06 What gets you downleveled

The flags that quietly tank an otherwise solid loop.

A clean design with one of these undercurrents still scores below the bar at senior+. None are about getting an answer wrong — they're about how you operate.

Drawing before scoping

Jumping to architecture without bounding the problem or confirming scale. Reads as template-matching.

Hedging without committing

"It depends" with no decision behind it. Name the trade-off, then pick.

Needing rescue on the hard part

Stalling at the core deep dive until the interviewer feeds you the answer. Depth is the senior+ bar.

Pure push with no celebrity plan

Committing to fan-out-on-write without naming the write storm a popular account creates. The interviewer is waiting for the carve-out.

Offset pagination on a live feed

Reveals you haven't thought about a feed that mutates at the head while the user scrolls.

Skipping operations entirely

No observability, no rollout, no failure-mode plan. In 2026 this reads as "has never carried a pager."

Bluffing under a probe

Confident wrong answers when pushed. Far worse than an honest "here's what I'd verify."

Not driving

Waiting to be asked the next question. At staff you own the 45 minutes.

07 Your pre-loop scorecard

Self-grade before you walk in.

Run a mock and score yourself honestly against the dimensions the interviewer uses. If you can't hit "strong" on depth and operability, that's your signal on where to drill.
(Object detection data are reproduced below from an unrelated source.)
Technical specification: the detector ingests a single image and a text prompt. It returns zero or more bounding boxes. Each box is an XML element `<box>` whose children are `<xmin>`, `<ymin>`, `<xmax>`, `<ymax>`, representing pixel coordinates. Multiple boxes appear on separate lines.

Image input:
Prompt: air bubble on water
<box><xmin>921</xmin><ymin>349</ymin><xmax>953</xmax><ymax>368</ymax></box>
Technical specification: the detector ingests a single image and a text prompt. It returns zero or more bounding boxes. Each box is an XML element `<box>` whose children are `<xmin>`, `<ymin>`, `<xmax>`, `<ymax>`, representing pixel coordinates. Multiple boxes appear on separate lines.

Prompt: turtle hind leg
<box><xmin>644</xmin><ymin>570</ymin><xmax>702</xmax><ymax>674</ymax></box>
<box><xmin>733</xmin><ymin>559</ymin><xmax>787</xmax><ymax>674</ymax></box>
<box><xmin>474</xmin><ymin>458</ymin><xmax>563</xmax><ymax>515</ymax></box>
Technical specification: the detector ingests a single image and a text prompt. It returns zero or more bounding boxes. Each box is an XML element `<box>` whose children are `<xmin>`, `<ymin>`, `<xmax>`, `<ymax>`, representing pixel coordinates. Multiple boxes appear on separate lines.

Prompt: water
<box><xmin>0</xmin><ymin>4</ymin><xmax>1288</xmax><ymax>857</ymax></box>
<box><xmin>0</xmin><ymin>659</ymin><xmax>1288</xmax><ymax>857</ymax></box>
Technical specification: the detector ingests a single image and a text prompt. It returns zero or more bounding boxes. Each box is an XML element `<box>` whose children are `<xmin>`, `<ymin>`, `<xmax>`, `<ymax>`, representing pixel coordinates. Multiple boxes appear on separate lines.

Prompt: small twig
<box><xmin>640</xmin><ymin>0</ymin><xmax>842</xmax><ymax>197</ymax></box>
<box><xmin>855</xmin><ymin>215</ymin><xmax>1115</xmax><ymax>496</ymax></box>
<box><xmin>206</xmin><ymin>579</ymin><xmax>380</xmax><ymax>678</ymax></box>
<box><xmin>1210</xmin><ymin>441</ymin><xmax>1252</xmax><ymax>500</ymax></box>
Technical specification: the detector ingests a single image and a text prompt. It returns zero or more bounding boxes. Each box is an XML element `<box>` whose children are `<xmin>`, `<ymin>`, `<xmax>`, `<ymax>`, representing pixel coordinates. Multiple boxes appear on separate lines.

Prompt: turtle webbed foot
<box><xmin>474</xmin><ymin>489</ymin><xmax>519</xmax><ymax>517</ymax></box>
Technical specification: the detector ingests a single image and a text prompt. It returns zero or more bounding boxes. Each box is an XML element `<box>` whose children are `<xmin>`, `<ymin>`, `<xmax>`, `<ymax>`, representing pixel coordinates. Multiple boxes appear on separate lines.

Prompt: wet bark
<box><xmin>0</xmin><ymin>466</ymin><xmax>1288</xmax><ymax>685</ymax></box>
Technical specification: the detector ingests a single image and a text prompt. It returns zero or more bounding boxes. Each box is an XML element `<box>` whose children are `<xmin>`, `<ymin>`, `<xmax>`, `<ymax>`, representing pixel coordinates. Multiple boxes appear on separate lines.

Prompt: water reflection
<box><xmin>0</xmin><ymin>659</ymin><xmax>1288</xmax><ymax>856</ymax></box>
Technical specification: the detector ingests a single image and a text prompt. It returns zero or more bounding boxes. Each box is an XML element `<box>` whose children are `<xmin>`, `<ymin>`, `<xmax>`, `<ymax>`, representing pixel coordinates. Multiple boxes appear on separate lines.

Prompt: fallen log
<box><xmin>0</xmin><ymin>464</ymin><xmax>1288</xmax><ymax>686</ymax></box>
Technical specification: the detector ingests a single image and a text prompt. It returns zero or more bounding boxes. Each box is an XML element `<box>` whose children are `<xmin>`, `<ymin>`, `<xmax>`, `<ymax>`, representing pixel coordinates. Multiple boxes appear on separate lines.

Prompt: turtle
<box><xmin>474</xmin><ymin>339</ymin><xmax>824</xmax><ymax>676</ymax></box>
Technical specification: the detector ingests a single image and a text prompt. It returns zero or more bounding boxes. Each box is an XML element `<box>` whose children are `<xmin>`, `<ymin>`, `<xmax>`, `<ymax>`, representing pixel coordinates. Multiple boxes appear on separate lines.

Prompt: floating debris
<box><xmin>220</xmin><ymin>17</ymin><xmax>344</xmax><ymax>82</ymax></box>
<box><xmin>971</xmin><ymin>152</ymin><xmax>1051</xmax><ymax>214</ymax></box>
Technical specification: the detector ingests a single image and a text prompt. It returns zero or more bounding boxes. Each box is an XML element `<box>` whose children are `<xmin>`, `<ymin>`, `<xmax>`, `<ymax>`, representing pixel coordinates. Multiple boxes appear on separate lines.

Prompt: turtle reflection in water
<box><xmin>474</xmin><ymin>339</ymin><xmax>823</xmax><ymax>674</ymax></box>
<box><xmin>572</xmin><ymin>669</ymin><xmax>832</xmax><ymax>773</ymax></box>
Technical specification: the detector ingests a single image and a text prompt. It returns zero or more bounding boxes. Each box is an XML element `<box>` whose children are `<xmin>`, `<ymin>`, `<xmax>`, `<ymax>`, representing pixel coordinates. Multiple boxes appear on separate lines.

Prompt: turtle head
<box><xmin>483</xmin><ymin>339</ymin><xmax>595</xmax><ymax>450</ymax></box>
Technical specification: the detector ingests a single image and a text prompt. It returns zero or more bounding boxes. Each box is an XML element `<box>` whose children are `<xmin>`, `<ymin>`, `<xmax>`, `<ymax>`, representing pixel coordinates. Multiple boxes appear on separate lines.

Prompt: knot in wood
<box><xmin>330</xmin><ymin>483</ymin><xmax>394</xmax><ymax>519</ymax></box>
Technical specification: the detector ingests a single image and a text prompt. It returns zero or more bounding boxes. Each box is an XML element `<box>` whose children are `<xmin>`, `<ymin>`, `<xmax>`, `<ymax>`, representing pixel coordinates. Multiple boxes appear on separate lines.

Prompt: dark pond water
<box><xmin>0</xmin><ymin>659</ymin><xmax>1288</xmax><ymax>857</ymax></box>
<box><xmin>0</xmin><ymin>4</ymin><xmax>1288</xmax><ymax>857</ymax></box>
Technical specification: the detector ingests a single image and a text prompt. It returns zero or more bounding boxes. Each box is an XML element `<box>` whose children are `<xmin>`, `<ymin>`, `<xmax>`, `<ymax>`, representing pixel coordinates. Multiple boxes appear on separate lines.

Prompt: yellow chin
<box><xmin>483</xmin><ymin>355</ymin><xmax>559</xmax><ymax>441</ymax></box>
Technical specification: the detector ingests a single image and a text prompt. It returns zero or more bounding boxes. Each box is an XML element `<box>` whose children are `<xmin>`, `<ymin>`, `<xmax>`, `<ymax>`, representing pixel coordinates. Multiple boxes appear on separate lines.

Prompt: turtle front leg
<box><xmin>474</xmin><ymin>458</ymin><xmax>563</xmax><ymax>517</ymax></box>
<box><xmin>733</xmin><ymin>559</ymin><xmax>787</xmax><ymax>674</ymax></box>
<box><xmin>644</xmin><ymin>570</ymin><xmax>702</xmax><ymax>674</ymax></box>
DimensionWeak (downlevel)Strong (at level)
ScopingStarted drawing; missed the read:write ratio.Named ~100:1 reads, asked chronological-vs-ranked and celebrities up front.
Fan-out choicePicked push or pull with no trade-off.Committed to hybrid with the celebrity threshold and the write-amplification reasoning.
Celebrity handlingNeeded a hint; had no plan.Raised it unprompted; pull-and-merge for mega-accounts, push for the rest.
Feed cacheUnbounded cache; never mentioned eviction.Capped feeds, TTL'd dormant users, separated viral-tweet read hot keys.
Ranking awarenessDidn't know what ranked adds.Described feature store + online scoring over candidates within the latency budget.
OperabilityNever mentioned it.Volunteered fan-out-lag SLO, cache-hit dashboards, canary rollout of ranking.
The 60-second recap that lands the level
Quick recap: read-heavy by ~100:1, so optimize reads; materialized home-timeline feeds in Redis via async Kafka fan-out workers; hybrid — push for normal accounts, pull-and-merge for celebrities to bound write amplification; capped feeds with TTL; a feature-store + online scorer if ranked; and full observability with canary rollout. With more time: media storage and candidate generation.
The one mental model: a feed is a choice about when you pay — at write time or read time. Push pays on write, pull pays on read, hybrid splits the bill so neither side goes bankrupt on the celebrity case. Say “this is fundamentally a fan-out problem” in the first two minutes and the rest of the hour reads as someone who’s seen the family before.